We don’t need to go to Mars to expand our species out into space and increase our long term viability. In fact, Mars is probably not a great place to put down roots.

Asteroids are a much better destination for that.

Now, I see what you are saying, and so I suppose that it is because I don’t have kids that I can look at what is best for all of us, not just what is best for my kids right now this very instant.

And what if we are not spending trillions of dollars on this, but rather, making money by reaping the rewards of the resources that are in space, and while doing so, also advancing the human presence?

Apathy may delay the technology, but there are enough people out there that are not apathetic that we may get it done in spite of the selfish and lazy nature of humans that you have brought up.

Robots would be better at asteroid mining, however the advances in ship building would make the field of asteroid mining more profitable.

Eventually humans will become an interplanetary species, and eventually an interstellar species (even if we can only travel at 20% of light speed). Advances to make that happen are going to require smaller steps like going to mars. But learning to go to mars will make it easier to build ships that can mine asteroids for needed raw materials.

No snark intended but what does that mean?

Not the poster, but it means “end thread” to me. The slash is used in coding to end tags. So Stranger’s answer was so good that no one else need comment.

Several generations at a minimum. Or, Not In My Lifetime.

The short-fingered vulgarian supposedly wants to send people back to the moon, for no scientific reason I can see. I assume it’s more of the usual dick-wagging.

Given his pussy-grabbing proclivity I can understand his excitement about re-defiling the great Sky Virgin.

I see that last as the other way around. Mining asteroids for just base materials would make it easier for us to build a ship to go to Mars (and beyond) using resources already in space.

I don’t see us building everything up there, electronics and engines and manufactured parts like that would need the existing logistical supply lines on Earth for the time being. But even if it is just the superstructure that holds modules launched from Earth, that is an enormous savings on launch costs. If we can produce fuels from mined materials, that’s another huge savings.

Keep in mind that going to Mars is going to need pretty significant shielding from radiation (and micrometeorites) for that journey. Launching that much shielding would be prohibitively expensive, but just using what is already up there to thicken up the hulls would provide the same protection at a fraction of the cost.

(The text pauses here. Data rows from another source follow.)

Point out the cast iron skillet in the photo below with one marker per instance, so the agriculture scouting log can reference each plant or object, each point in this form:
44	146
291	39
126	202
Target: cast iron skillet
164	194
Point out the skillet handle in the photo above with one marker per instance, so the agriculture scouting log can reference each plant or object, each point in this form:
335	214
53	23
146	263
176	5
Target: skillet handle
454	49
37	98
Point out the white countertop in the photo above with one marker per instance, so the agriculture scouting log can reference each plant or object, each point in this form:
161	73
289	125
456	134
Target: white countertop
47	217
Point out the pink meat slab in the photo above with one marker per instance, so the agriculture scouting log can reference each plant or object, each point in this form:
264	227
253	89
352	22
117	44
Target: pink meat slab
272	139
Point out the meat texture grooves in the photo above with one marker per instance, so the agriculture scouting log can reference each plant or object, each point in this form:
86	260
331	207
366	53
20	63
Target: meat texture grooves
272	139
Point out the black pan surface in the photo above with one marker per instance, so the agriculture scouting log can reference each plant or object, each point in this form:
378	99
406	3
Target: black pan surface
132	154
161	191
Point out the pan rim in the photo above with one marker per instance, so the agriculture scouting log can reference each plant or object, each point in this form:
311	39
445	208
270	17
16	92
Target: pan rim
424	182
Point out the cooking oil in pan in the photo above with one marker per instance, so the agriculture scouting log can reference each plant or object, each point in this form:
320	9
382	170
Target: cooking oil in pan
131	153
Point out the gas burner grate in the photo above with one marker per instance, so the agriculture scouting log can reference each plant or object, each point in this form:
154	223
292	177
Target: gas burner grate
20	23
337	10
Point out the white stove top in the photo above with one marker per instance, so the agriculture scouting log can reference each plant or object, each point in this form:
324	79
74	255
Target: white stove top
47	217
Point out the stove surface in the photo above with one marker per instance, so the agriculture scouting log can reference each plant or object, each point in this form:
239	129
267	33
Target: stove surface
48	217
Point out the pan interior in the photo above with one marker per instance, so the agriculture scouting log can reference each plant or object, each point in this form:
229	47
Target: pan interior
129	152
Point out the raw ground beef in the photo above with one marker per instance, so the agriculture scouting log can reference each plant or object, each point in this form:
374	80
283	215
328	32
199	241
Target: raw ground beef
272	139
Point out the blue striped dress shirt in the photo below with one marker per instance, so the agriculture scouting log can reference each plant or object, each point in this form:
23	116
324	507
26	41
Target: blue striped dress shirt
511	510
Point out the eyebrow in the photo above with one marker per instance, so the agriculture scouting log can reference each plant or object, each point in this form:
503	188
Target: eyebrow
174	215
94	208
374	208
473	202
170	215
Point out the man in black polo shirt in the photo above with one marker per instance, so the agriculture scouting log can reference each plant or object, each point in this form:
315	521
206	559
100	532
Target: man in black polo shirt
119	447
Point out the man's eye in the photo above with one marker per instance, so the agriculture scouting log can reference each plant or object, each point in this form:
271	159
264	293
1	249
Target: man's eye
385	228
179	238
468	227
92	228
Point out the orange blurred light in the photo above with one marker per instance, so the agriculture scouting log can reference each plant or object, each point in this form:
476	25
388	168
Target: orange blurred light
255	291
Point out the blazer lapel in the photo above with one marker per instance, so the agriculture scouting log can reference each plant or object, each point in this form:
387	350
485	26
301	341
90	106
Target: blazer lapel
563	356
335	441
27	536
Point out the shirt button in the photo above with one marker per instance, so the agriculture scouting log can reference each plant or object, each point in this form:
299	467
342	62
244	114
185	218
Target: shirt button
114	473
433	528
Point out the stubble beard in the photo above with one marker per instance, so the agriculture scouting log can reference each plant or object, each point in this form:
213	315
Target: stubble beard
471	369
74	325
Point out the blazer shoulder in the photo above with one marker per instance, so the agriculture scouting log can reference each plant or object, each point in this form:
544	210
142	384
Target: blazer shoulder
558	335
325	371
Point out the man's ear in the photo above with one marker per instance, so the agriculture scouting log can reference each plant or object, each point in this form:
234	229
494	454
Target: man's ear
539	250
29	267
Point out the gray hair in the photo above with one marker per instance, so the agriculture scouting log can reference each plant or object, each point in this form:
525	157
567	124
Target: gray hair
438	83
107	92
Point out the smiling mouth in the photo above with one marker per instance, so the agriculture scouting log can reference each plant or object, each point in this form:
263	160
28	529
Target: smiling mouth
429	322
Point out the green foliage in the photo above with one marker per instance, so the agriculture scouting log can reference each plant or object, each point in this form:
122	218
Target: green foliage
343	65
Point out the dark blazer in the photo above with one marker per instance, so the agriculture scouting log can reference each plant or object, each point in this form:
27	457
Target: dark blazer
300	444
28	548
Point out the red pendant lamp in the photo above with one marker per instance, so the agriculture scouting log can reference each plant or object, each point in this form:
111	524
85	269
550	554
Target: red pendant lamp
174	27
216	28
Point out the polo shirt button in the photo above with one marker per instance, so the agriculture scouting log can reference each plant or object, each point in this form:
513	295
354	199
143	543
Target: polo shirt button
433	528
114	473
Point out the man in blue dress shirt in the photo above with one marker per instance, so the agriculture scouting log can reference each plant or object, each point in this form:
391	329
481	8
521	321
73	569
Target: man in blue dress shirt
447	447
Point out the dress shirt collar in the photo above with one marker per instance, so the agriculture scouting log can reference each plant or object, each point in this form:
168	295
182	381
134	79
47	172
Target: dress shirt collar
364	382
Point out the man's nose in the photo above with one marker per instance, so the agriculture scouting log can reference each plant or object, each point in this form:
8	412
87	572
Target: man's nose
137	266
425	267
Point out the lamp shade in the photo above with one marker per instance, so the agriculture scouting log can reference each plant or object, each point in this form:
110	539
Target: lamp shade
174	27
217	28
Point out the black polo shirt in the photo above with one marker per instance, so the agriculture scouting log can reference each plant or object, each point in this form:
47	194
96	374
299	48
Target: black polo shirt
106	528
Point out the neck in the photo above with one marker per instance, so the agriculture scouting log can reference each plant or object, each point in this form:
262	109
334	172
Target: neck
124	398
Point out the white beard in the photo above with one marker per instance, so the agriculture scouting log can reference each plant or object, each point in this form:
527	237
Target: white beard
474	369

Maybe even go so far as to catch an asteroid and put it into a cycler orbit,then you don’t have to accelerate all that shielding and mass and structure, but instead, only need to launch the people and their supplies to rendezvous while the larger ship (you could even call it a station). If we ever have any interplanetary trade or travel, these cycler orbits will become very important. I see it as having a permanent population that travels the whole way around, while picking up travelers going to and from these destinations.

I am optimistic that we will eventually become an interplanetary species, and if we get that far, I see no reason why we wouldn’t eventually go interstellar, but I doubt it will be at anything close to 20% the speed of light.

Cycler orbits exist for all planets, BTW.

Would it be possible to hollow out a large asteroid, make the hollow into living, storage, and equipment space, and make it a cycler?

You can’t really just do that. If you tried to spin up an asteroid for gravity, it would just fly apart. The “gravity” that you would be producing would be much greater than the actual gravity of the asteroid, so the only thing holding it together at that point would be the rigidity of the material itself, which on most asteroids is not very high.

Better to just tunnel into it and build your base as you go. You can spin up parts of your base, or the whole thing, while it is under the surface, protected from radiation and interplanetary debris. You get the mass of the asteroid to act as a momentum bank for spinning or stopping your rotation.

My plan would be to put a smallish asteroid, less than a mile across, into the orbit first. Then as space infrastructure improves, more larger ones could be added to other cycler orbits. Some of the orbits take longer than others, so a larger base would be more useful for a longer journey. If we start going out to Jupiter or further, then we are talking multi year voyages. That’s not traveling in space, that’s living in space.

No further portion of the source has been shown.